Bereits im Mai 2021 hatte der Rat der Stadt auf Antrag der Fraktionen von GRÜNEN, CDU und Linke+ beschlossen, die Dortmunder Wohnungslosenhilfe um den Ansatz „Housing First“ zu ergänzen. Dafür sollten in einem ersten Schritt 20 Wohnungen in einem Modellversuch zur Verfügung gestellt werden. Darüber hinaus sollte die Verwaltung ein Umsetzungskonzept entwickeln. Passiert ist bis heute nicht viel.
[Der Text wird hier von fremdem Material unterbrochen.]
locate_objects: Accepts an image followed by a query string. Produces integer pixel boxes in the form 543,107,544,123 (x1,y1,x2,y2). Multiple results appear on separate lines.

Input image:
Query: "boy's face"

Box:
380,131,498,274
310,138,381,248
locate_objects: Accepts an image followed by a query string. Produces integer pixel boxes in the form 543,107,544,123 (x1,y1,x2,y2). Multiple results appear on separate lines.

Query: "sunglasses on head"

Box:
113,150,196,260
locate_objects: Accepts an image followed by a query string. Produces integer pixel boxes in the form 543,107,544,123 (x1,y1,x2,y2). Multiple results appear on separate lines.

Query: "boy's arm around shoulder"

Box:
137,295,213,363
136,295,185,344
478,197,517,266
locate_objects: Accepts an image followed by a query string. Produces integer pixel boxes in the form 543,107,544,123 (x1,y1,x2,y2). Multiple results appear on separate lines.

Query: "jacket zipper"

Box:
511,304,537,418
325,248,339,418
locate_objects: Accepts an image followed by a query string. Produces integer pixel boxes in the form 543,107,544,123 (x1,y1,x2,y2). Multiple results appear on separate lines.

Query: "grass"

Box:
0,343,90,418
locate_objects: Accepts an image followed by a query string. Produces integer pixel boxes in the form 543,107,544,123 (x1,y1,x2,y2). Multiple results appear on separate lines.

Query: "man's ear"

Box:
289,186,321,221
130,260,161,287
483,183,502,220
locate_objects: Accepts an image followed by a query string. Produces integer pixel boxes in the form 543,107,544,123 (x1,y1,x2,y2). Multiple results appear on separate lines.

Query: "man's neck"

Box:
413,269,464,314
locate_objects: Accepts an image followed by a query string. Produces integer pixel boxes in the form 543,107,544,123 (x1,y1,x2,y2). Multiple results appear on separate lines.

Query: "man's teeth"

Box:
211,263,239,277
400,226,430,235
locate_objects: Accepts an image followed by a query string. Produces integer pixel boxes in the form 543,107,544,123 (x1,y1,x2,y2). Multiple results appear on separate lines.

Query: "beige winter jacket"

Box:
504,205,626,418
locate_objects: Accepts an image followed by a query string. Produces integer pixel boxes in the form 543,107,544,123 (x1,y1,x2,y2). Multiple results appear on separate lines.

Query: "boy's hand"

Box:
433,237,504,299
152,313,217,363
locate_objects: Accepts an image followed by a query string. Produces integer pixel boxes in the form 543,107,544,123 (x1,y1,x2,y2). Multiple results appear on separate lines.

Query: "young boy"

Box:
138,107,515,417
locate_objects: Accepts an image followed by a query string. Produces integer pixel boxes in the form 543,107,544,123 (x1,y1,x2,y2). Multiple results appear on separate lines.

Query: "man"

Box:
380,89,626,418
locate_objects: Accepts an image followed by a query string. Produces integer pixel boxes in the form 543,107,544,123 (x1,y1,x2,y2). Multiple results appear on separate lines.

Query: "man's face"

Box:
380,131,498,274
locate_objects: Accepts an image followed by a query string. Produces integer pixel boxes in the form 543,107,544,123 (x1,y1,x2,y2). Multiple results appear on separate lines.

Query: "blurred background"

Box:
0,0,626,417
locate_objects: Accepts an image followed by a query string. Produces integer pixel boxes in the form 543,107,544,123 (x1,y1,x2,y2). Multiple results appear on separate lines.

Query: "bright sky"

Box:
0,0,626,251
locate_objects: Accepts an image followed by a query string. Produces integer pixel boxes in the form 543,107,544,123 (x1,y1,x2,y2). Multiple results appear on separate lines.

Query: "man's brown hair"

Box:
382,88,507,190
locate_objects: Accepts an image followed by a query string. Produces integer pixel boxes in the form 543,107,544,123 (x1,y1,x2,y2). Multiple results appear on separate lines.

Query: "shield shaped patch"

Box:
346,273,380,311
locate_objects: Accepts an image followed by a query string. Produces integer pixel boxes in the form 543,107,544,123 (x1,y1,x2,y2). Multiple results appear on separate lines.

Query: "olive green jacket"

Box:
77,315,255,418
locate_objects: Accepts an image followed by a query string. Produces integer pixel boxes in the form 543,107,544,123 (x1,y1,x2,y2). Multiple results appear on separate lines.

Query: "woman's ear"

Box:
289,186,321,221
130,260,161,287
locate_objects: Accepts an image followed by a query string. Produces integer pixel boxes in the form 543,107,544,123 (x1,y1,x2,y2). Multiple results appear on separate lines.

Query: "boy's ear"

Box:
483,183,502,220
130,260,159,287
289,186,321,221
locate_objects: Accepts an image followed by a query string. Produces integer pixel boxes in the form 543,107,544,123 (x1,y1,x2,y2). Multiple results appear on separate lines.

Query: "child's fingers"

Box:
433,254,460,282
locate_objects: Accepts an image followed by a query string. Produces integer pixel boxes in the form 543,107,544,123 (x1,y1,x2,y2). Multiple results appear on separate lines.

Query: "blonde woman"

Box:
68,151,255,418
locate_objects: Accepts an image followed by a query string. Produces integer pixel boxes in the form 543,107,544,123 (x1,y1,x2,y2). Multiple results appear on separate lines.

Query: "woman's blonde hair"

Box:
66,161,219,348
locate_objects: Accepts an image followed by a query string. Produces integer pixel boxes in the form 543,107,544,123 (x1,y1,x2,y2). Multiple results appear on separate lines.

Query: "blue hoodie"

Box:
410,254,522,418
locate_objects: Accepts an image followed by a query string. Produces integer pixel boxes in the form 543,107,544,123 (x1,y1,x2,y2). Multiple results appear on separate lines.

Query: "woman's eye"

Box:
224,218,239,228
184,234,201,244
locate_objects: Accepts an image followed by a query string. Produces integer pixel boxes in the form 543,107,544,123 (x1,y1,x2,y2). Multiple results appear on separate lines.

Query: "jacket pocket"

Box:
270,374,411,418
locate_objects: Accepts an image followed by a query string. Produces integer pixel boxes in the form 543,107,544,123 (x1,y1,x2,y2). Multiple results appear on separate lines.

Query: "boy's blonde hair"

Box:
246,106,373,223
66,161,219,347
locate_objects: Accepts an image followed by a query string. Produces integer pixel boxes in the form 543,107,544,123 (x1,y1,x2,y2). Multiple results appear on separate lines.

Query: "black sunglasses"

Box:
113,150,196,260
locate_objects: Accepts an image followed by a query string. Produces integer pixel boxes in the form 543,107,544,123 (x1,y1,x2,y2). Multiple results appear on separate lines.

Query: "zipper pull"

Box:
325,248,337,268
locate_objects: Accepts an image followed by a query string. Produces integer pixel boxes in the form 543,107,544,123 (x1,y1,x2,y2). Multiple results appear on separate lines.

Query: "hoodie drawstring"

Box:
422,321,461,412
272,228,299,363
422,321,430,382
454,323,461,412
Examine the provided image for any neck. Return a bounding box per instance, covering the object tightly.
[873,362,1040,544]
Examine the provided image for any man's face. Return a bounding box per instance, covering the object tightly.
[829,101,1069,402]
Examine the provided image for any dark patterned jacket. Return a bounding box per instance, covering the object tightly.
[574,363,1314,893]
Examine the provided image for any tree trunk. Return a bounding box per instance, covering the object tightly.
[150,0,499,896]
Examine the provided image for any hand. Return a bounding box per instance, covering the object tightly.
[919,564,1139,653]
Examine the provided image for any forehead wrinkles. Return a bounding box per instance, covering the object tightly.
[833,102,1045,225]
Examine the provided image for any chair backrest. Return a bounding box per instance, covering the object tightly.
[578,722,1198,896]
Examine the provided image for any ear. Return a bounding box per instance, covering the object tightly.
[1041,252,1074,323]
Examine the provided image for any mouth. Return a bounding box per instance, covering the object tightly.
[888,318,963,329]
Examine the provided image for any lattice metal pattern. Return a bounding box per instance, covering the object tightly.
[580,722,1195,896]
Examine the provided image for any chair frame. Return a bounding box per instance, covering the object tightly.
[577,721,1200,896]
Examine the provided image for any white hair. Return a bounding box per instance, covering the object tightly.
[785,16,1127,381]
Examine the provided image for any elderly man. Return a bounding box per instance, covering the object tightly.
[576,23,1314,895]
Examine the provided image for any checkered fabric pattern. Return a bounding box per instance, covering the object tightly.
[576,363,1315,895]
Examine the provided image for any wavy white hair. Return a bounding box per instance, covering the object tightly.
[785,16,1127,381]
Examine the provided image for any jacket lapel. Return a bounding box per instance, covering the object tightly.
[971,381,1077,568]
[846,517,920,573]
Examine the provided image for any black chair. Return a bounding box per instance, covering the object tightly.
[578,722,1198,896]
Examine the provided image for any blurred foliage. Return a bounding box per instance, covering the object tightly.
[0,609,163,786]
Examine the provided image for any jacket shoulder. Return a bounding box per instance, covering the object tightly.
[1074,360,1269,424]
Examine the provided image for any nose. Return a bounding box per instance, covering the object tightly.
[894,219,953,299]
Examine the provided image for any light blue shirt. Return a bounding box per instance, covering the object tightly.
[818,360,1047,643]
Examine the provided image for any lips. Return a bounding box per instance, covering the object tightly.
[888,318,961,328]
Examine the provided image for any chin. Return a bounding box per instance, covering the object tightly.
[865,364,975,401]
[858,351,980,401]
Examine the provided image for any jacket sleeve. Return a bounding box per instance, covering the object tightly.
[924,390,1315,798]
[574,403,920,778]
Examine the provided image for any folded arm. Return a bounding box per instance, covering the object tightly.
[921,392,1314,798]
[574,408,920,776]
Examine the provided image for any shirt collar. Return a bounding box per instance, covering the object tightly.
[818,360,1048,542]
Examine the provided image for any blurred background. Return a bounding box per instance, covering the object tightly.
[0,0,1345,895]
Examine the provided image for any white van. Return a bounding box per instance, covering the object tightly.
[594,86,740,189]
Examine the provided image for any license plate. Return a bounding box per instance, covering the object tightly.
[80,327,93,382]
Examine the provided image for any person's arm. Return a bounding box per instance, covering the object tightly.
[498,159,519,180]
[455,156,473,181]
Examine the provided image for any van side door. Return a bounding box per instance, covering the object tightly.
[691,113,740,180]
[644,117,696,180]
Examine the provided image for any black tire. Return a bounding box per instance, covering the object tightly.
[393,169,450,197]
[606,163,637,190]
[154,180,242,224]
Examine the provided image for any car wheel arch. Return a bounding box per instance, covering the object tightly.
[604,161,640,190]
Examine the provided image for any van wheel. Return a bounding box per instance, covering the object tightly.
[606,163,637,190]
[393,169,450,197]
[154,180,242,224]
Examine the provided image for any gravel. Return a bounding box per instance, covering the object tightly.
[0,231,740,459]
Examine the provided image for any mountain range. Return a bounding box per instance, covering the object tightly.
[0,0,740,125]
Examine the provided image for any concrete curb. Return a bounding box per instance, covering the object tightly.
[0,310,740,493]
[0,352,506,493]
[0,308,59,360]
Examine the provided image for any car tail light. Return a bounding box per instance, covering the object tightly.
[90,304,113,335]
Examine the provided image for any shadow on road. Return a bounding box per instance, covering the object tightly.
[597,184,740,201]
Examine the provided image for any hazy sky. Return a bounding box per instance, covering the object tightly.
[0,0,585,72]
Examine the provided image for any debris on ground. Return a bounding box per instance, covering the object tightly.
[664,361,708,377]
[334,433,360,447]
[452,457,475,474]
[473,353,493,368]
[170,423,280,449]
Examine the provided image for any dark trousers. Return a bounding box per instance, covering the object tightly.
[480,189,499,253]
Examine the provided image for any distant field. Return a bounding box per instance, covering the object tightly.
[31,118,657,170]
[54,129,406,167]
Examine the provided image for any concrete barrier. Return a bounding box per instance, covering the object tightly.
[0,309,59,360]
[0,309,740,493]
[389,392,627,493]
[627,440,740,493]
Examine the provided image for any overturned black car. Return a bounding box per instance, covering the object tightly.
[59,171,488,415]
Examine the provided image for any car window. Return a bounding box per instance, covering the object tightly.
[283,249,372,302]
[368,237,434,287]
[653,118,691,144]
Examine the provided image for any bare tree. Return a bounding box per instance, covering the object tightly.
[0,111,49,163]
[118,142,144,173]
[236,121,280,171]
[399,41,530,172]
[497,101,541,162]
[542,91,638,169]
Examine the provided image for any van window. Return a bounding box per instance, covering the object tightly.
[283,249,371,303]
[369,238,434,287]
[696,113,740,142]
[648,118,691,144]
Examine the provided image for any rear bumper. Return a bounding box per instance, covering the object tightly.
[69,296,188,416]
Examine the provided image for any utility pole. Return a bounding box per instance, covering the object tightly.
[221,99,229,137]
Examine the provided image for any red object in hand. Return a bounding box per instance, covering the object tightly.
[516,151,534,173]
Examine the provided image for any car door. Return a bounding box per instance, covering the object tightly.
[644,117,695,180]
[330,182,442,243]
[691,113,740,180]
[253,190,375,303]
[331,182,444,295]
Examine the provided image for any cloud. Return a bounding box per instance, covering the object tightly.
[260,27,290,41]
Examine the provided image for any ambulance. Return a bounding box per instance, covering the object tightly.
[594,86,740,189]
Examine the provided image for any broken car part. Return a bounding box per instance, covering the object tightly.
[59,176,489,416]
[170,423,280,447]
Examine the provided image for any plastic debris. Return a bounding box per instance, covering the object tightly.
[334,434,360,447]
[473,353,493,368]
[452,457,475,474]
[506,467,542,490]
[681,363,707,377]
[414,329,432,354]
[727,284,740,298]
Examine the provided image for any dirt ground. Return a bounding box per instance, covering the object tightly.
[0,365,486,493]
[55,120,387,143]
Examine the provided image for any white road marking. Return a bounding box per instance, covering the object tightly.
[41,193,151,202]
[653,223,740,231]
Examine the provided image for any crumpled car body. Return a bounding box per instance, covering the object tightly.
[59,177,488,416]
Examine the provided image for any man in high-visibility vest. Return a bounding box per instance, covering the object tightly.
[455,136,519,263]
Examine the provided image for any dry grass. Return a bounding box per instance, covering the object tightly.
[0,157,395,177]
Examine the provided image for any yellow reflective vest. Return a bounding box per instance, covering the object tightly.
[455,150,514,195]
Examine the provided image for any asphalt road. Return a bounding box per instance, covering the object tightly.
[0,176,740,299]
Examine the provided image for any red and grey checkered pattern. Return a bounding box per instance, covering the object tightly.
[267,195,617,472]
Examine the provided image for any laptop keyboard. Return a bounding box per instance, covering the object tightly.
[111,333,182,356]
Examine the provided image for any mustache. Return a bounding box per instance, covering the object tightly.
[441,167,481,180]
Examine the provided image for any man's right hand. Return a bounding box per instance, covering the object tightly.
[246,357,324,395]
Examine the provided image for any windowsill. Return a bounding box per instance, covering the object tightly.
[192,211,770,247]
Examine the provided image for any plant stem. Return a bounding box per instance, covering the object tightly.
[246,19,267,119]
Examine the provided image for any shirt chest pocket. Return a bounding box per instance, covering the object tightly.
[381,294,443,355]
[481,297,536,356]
„Die Dortmunder Wohnungslosenhilfe ist in vielen Bereichen gut aufgestellt, vermeidet drohende Obdachlosigkeit oder baut diese ab. Das in Dortmund angewandte Stufensystem zur Integration in eigenen Wohnraum ist allerdings nicht für alle Betroffenen das geeignete Mittel zur langfristigen Vermeidung von Wohnungslosigkeit. Für diesen Personenkreis enden die Maßnahmen häufig wieder auf der Straße. Der Ansatz Housing First kann für sie das geeignete Instrument zur langfristigen Vermeidung von Wohnungs- und Obdachlosigkeit sein. Insofern wäre Housing First ein weiterer Baustein im bestehenden Hilfesystem“, erläutert Ulrich Langhorst, GRÜNES Ratsmitglied und Vorsitzender des Sozialausschusses.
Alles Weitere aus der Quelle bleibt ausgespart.